8/31/2014

So What Is Predictive Modeling

If a user requests a report, we can get that in a relatively short time.
If they want to join desperate data sources into a Data Warehouse, we can do that too.
At some point, the user has to analyze the data.  In doing so, they bring in bias, perhaps skewed perspective and misreading of the data.
However, that's been the world of data for the past few decades for the average Data Professional.

We did have predictive models years ago.  I know from working at the bank approving loans.  My decisions were based on a score.  Where did that score come from?  It read in variables from the loan application in addition to the credit report.  It looked at age, number of years at residence / employment as well as number of revolving loans, installment loans, bad pay history and inquiries.  All those factors and more were sent to the model which returned a score.  The score had thresholds, if the customer exceeded the threshold, he/she was approved.  Otherwise decline.

However, that predictive model based the statistical chances of that customer repaying the loan in full.  There were no guarantees.  My boss always said, there's the chance the customer gets hit by a bus and the loan goes default.  The score is a probability of return payment.

So if we had predictive scoring models in 1994, what's changed.

A lot.  First off, the increase in data has blossomed.  Second, the tools to create models have entered the hands of the average person.  So no PhD required.  Third, with a little knowledge in Statistics, Data Professionals can now create end to end full life cycle applications in a short amount of time.

Based on the new offerings from Microsoft Azure, I could log on, upload a data set, create an application by simply dragging and dropping components onto the canvas, hook them up in such a way as to cleanse and transform the data, build a model, train the model by running a subset of the data through to create weighted averages, then run a real data set through, have it back propagate the data set to increase the accuracy, score the model, output the results for analysis.

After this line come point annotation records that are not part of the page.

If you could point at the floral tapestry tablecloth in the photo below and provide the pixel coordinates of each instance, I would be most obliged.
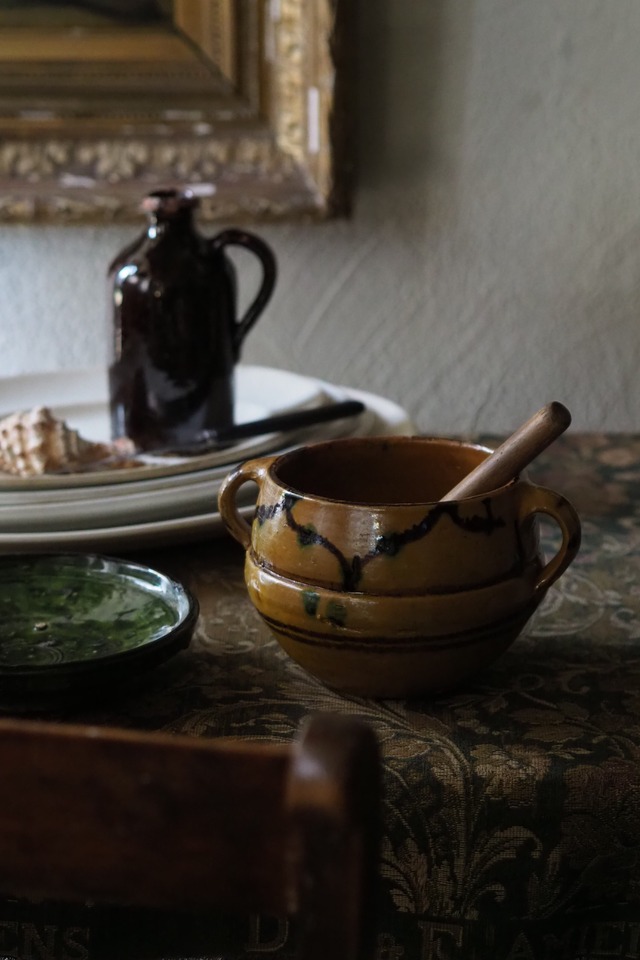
(512, 806)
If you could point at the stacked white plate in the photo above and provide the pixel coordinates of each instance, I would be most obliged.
(167, 500)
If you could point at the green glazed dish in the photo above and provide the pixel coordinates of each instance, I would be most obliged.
(74, 625)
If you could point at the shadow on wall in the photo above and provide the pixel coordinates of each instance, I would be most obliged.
(413, 65)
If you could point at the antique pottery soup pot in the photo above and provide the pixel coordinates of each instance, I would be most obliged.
(372, 581)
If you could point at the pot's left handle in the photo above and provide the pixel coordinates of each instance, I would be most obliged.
(252, 471)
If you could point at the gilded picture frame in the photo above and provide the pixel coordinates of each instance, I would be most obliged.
(93, 120)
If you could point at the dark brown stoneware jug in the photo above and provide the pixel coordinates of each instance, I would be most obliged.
(176, 332)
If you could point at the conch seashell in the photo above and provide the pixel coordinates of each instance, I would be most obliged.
(34, 442)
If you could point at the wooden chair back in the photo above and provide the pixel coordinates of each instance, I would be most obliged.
(153, 820)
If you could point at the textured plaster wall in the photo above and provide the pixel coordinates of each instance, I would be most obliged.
(493, 261)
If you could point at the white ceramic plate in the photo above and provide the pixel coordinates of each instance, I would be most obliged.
(146, 498)
(80, 398)
(384, 418)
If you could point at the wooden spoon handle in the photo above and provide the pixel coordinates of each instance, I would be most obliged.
(512, 456)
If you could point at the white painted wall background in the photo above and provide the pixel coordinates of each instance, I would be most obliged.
(493, 261)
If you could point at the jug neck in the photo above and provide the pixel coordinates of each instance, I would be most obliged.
(170, 209)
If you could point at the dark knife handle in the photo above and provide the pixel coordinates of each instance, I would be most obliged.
(284, 421)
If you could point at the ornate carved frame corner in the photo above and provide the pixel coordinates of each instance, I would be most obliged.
(278, 148)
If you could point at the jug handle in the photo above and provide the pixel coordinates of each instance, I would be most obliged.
(242, 238)
(536, 499)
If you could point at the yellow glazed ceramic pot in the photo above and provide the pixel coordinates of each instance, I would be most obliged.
(372, 582)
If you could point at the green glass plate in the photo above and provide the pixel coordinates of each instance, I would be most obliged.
(72, 625)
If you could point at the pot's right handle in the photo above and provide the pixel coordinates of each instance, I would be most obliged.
(535, 499)
(252, 470)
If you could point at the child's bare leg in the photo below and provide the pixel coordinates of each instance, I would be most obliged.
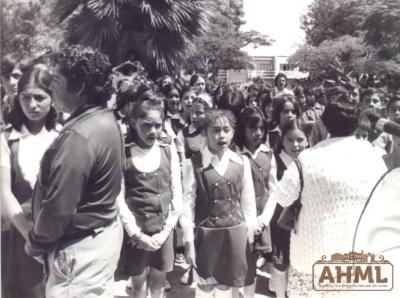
(222, 291)
(140, 284)
(249, 291)
(204, 291)
(157, 283)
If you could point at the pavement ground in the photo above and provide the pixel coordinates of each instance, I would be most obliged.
(180, 291)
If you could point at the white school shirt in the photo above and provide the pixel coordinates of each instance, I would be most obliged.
(199, 139)
(30, 151)
(148, 160)
(272, 171)
(247, 196)
(339, 174)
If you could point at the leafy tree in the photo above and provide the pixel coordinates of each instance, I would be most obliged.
(25, 29)
(354, 38)
(157, 32)
(220, 47)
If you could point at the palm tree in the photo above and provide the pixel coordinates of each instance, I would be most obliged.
(159, 33)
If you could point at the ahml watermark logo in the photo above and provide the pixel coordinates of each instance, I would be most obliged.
(353, 272)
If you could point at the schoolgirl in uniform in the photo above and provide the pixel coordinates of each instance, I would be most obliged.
(250, 138)
(191, 139)
(153, 193)
(220, 206)
(293, 141)
(173, 120)
(32, 130)
(188, 96)
(285, 109)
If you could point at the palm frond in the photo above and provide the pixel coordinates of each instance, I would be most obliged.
(86, 29)
(160, 32)
(61, 9)
(104, 8)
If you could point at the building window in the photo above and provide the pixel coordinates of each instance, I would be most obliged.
(286, 67)
(266, 66)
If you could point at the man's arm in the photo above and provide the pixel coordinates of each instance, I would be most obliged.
(68, 171)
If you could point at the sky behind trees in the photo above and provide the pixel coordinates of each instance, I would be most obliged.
(279, 19)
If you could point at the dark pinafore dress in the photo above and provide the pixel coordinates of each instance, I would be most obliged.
(280, 237)
(222, 248)
(148, 196)
(260, 168)
(24, 275)
(192, 145)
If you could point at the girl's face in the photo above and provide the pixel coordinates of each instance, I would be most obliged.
(200, 85)
(166, 81)
(149, 127)
(294, 142)
(254, 135)
(281, 83)
(268, 110)
(187, 100)
(173, 102)
(362, 134)
(287, 114)
(14, 78)
(371, 101)
(310, 100)
(35, 103)
(219, 135)
(394, 111)
(197, 115)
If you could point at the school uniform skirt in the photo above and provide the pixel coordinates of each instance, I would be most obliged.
(225, 256)
(136, 260)
(25, 276)
(280, 239)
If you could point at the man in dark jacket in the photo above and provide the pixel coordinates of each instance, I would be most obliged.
(76, 231)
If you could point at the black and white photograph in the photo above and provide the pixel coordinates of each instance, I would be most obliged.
(200, 148)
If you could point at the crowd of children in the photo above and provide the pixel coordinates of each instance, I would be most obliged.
(205, 161)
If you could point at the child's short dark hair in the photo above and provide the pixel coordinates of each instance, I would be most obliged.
(369, 92)
(212, 116)
(340, 118)
(280, 102)
(232, 100)
(150, 101)
(167, 89)
(392, 100)
(278, 76)
(194, 78)
(248, 117)
(289, 126)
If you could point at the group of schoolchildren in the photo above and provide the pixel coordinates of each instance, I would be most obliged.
(207, 164)
(230, 152)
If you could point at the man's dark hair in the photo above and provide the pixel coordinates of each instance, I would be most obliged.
(84, 65)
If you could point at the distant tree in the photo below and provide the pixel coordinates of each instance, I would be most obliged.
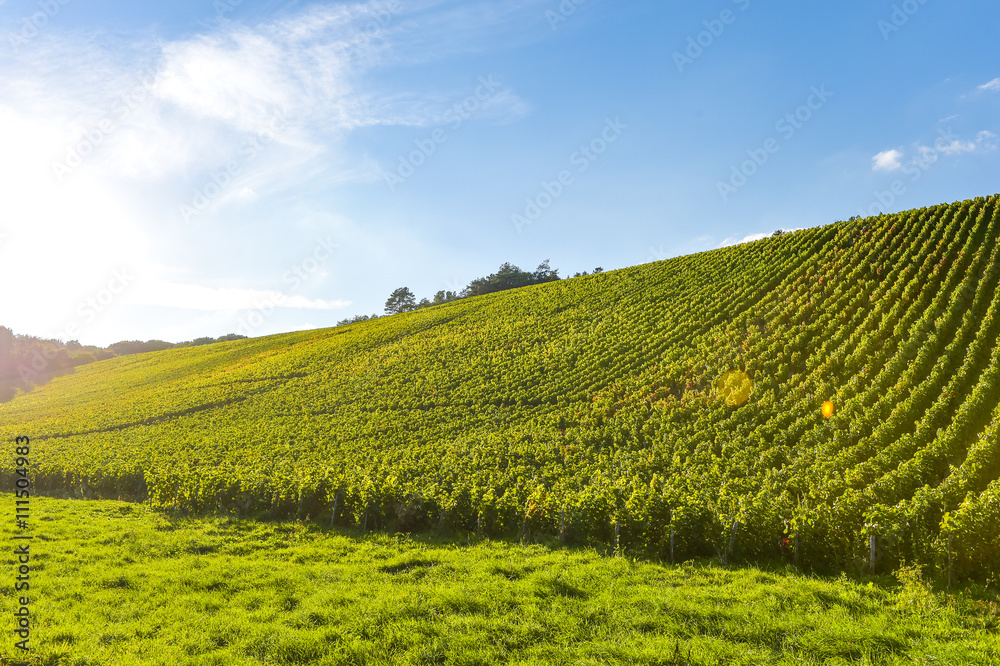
(544, 273)
(444, 297)
(356, 319)
(401, 300)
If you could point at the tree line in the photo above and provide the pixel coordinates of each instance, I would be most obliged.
(508, 276)
(27, 361)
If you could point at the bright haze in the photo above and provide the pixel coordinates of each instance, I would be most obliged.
(185, 169)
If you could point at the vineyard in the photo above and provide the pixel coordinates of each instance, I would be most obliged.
(601, 408)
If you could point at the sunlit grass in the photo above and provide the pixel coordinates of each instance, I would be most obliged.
(118, 583)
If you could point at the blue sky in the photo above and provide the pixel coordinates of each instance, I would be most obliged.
(173, 170)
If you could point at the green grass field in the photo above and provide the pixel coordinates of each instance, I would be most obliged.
(120, 584)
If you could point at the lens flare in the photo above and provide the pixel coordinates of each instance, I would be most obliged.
(735, 387)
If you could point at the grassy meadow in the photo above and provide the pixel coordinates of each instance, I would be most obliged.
(124, 584)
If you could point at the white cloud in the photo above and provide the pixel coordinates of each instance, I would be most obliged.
(887, 160)
(992, 86)
(149, 120)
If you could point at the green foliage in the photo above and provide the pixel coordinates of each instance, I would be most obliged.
(590, 409)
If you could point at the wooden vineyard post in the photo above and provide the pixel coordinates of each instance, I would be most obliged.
(950, 562)
(732, 540)
(333, 514)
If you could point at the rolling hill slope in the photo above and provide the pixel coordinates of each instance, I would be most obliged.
(592, 408)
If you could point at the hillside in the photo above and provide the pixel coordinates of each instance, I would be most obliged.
(592, 409)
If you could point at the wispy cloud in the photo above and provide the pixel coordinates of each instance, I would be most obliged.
(109, 135)
(947, 144)
(888, 160)
(992, 86)
(199, 297)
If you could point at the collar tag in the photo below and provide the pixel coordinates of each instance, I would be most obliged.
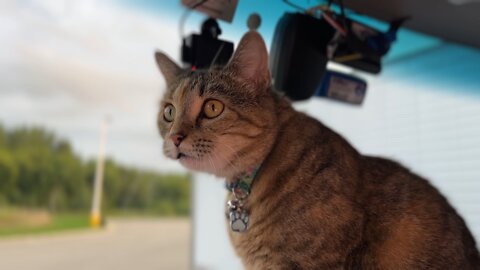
(240, 189)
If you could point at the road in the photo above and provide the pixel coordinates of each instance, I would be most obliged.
(125, 244)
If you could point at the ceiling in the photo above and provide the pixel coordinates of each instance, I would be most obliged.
(452, 20)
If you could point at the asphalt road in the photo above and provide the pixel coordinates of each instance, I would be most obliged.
(125, 244)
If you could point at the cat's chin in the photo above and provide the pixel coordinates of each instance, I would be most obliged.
(201, 165)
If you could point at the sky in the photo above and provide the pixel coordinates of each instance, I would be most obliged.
(67, 65)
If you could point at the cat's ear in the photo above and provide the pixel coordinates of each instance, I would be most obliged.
(250, 60)
(169, 69)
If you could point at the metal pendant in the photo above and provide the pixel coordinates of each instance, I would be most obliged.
(238, 221)
(237, 215)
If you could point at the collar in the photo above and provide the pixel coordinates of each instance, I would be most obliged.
(240, 188)
(242, 185)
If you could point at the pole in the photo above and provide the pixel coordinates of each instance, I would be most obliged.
(96, 216)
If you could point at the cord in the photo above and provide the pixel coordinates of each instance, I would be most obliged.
(294, 5)
(183, 19)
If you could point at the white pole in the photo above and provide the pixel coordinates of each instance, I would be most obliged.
(96, 216)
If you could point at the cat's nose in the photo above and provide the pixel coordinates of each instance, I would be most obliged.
(177, 138)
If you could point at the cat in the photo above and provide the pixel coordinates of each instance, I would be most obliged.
(315, 202)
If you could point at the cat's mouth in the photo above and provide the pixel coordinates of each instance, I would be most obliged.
(182, 156)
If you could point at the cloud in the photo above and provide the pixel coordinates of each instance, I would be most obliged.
(67, 64)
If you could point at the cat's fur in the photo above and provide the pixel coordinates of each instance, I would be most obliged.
(316, 202)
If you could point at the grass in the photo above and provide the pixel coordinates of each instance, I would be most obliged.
(60, 222)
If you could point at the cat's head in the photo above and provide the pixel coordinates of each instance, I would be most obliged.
(220, 121)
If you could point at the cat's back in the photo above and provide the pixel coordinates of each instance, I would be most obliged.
(409, 223)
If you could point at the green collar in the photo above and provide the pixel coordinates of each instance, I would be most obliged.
(240, 188)
(242, 185)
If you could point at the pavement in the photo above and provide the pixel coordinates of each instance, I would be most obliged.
(125, 244)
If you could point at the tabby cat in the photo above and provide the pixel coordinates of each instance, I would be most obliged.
(315, 202)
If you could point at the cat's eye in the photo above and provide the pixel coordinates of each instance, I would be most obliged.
(169, 113)
(213, 108)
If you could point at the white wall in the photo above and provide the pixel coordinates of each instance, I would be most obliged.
(431, 126)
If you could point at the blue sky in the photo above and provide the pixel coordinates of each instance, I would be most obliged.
(66, 64)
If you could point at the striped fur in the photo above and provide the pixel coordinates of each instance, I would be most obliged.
(316, 203)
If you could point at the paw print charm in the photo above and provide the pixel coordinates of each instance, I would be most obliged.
(238, 221)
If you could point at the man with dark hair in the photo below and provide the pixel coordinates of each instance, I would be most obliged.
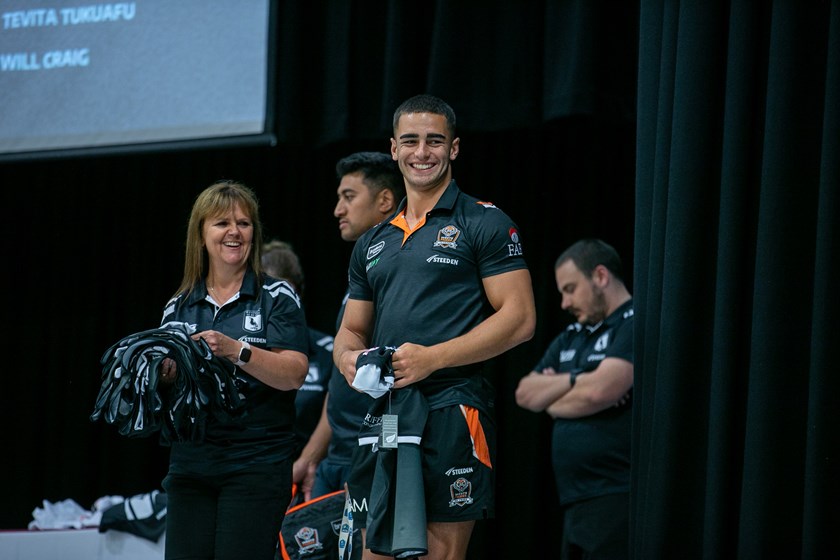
(444, 281)
(584, 381)
(370, 188)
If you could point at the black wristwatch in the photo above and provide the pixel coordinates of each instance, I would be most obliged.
(244, 354)
(573, 376)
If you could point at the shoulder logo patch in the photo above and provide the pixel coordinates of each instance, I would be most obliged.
(374, 250)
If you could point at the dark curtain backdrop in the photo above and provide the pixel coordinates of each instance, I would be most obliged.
(701, 140)
(738, 169)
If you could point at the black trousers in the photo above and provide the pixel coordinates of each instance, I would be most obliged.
(597, 529)
(228, 516)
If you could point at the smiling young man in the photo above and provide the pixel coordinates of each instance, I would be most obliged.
(584, 381)
(444, 282)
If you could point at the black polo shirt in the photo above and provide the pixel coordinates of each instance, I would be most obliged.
(267, 316)
(427, 288)
(591, 455)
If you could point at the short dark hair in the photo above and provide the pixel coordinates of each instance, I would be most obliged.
(280, 260)
(588, 254)
(379, 169)
(425, 103)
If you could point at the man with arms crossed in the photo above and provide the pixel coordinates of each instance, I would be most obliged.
(584, 381)
(445, 282)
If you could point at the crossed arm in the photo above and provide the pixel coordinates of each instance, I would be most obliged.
(594, 391)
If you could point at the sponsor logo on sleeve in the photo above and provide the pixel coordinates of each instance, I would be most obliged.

Not only that, it will seamlessly create a web REST API, allowing programmers to send data to the EndPoint, have the model application score the data, and return a percentage of probability to the calling app.   What that means is the model is exposed for actual use by a number of calling applications.

What's an example of end to end model usage.  If I'm running a business, a person wishes to purchase a product, as a company we extend credit to customers.  I'd like to know if this applicant is worthy of credit.  So as the person applies online, I as a programmer, send the necessary information to the REST API, through code.  I send the pertinent info, the REST web service receives that info, sends it through the model, returns a score to the calling app and says this potential customer, based on their specific characteristics will be a good paying customer, so yes, extend a line of credit.  Or the opposite, do not extend credit because his / her profile matches a subset of people who did not repay.

So I could create a model to predict if a customer is credit worthy.  Without having to hire PhD Mathematicians or Statisticians.  In fact, I could to it all within a web browser in a relatively short amount of time.

And this is just the tip of the iceberg.  With the growing data sets available, the possibilities are endless.  But what makes it so unique is Microsoft Azure Machine Learning offers the entire package online, with single user login, collaboration, end to end solution with easy to use software and good documentation.

This is where the world of Data is heading.  I think its incredible.